Super zdjęcia! Podziwiam:)
Świetny blog! Czytam jak dobrą książkę. Jesteś wielką inspiracją!
Wow, wow. Książka będzie po wakacjach prawdopodobnie! Miło mi bardzo ;)
W takim razie czekam z niecierpliwością :)
Ktos chetny na taka wyprawe we wrzesniu?
medyk, koniecznie we wrześniu? ;) Ja wybieram się z siostrą w sierpniu, potrzebujemy jeszcze dwóch osób, więc jeżeli sierpień także Ci odpowiada, to jedźmy razem :)
Ja lecę w sierpniu z warszawy. 22-25. Sama i chetnie bym dolączyla. Jestem towarzyska i niekłopotliwa. Nie marudzę, a jak mam plan to żeby sie waliło to i tak go zrealizuję.
Hej 19 startuje z Gdańska do 25 mam zamiar zrobić taką samą trasę tylko zamiast namiotu spanie w hamaku :P W razie co podaje nr 510504653 kto wie może jakaś zgrana paczka powstanie :D
Pozdrawiam Mariusz
Naprawdę bardzo miło,że ktoś udostępnia takie praktyczne szczegóły wyprawy. Dziękuję za natchnienie – dopisuję do listy życzeń :-)
Cześć :)
Słyszałam pogłoski, że autostop w Norwegii jest nielegalny, to prawda?
Pozdrawiam, świetne zdjęcia, piękna wyprawa :)
Nie wydaje mi się :)
Jakie masz buty do takich wycieczek? Zastanawiam się nad kupnem butów i kurtki do górskich wycieczek, które by służyły i służyły.
Pozdrawiam
Rzuć okiem do tekstu o Trolltundze – tam znajdziesz foto ;) Buty z Decathlonu za 120zl. Pozdrawiam! http://kolemsietoczy.pl/trolltunga-nie-udane-wejscie-trasa-zdjecia/
Dzięęęęęki. Właśnie w sierpniu tam lecę i tak dumałam nad namiotem :). Teraz jestem Go pewna.
Jak nazywa się miejscowość, gdzie z parkingu zaczyna się wejście na Preikestolen?
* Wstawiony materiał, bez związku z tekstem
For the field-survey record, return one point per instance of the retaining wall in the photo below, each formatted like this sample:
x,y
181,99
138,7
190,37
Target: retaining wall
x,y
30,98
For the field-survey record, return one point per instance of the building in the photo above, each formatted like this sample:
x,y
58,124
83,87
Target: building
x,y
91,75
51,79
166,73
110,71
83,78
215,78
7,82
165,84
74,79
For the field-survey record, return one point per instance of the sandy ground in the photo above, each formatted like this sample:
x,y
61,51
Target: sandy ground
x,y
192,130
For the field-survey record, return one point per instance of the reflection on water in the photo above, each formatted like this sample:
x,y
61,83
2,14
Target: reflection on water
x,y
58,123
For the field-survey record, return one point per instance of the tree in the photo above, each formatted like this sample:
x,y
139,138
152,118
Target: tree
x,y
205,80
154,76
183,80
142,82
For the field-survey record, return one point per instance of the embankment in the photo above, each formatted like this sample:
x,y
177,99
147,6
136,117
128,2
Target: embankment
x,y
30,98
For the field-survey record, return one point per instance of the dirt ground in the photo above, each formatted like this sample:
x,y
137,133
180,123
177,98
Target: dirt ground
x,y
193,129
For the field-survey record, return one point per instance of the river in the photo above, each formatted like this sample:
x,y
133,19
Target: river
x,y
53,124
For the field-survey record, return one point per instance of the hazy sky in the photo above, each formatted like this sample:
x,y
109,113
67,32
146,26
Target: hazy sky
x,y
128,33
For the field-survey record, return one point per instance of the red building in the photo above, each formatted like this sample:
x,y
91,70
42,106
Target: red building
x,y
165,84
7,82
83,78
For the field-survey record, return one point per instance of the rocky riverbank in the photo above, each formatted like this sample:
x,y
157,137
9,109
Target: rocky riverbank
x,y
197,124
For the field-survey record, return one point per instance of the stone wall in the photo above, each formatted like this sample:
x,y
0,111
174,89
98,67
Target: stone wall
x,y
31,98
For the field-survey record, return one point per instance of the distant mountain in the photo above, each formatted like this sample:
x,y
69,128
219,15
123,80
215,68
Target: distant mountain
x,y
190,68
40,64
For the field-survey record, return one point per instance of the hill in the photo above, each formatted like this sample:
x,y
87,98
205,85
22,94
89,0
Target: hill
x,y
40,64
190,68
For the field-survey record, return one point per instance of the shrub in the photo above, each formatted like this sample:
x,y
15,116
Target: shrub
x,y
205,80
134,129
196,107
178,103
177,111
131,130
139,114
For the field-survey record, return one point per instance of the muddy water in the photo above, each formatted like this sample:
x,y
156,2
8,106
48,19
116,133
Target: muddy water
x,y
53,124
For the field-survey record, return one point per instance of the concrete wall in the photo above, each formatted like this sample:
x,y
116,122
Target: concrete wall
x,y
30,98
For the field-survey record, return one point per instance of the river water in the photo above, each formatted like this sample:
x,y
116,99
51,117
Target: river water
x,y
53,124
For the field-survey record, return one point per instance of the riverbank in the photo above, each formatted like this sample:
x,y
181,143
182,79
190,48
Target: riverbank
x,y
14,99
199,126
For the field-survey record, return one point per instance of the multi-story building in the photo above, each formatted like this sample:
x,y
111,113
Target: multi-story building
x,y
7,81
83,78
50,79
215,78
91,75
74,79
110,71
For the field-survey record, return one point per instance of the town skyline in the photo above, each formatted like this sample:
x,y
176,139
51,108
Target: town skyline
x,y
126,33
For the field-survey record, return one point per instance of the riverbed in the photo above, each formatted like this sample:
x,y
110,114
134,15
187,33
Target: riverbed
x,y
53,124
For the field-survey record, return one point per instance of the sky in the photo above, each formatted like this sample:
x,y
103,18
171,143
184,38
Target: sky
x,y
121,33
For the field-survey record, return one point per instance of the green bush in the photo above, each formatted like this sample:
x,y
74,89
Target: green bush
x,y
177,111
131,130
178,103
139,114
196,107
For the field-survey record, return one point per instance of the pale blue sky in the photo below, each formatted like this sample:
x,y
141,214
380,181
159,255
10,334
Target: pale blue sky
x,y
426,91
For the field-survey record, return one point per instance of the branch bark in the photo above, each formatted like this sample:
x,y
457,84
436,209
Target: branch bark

Kawałek na południe od Jorpeland jest skręt. Długi podjazd kończy się parkingiem, z którego zaczyna się trekking. Pytaj ludzi, wszyscy znają to miejsce :)
Spaliście w namiotach a jakim sposobem ładowaliście telefony?
Nie ładowaliśmy, mamy dobre baterie. Jak coś, polecam stacje benzynowe ;)
hejka, czy dobrym pomysłem jest wyjazd w ten własnie region na poczatku kwietnia ?
zapatruje sie wlasnie na Preikestolen i niesttey moge tylko w kwietniu – taj mysle czy nie bedzie za zimno, badz też zimy …
Pozdrawiam , super zdjecia ;;)
Ciężko mi powiedzieć, ale obawiam się, że może bez raków się nie obejść. Jedyne co Ci pozostaje to śledzić pogodowe informacje. Polecam do tego yr.no – jedna z lepszych (swoją drogą norweska) strona meteorologiczna.
Mam pytanie czy dziecko 10 letnie da radę i ile czasu zajęło wam wejście?
Hej, jeśli jest w miarę wysportowane powinno dać radę. Kilka godzin, nie pamiętam dokładnie.
Ale odjazd Karol. Podziwiam Cię. Klify są niesamowite. Zdjęcia cudowne choć przyprawiają o dreszczyk, ale to taki przyjemny dreszczyk bo sama chodzę po górach… Dobra może nie tak wysoko jak Ty ale łażę troszkę. Gratuluje. Wspaniałe!!!!!!!!!!!
Zdjęcia magiczne :) A my lecimy do Stavanger w sobotę, na mega spontaniczny weekendowy wyjazd. Da się wejść na Preikestolen w grudniu ?
Oj nie wiem. Myślę, że się da, pytanie tylko czy będzie trudno czy bardzo trudno? ;)
Extra relacja z wyprawy! Ja wybieram się w sierpniu i również mam zamiar nocować tam w namiocie :) Pytanie, czy po drodze sa jakieś źródła wody pitnej, strumyki ?? Zastaniawia mnie również czy nad tym jeziorem jest szansa na jakaś świeża rybkę :)
Namiot jak najbardziej. Jak umiesz łowić to złowisz :)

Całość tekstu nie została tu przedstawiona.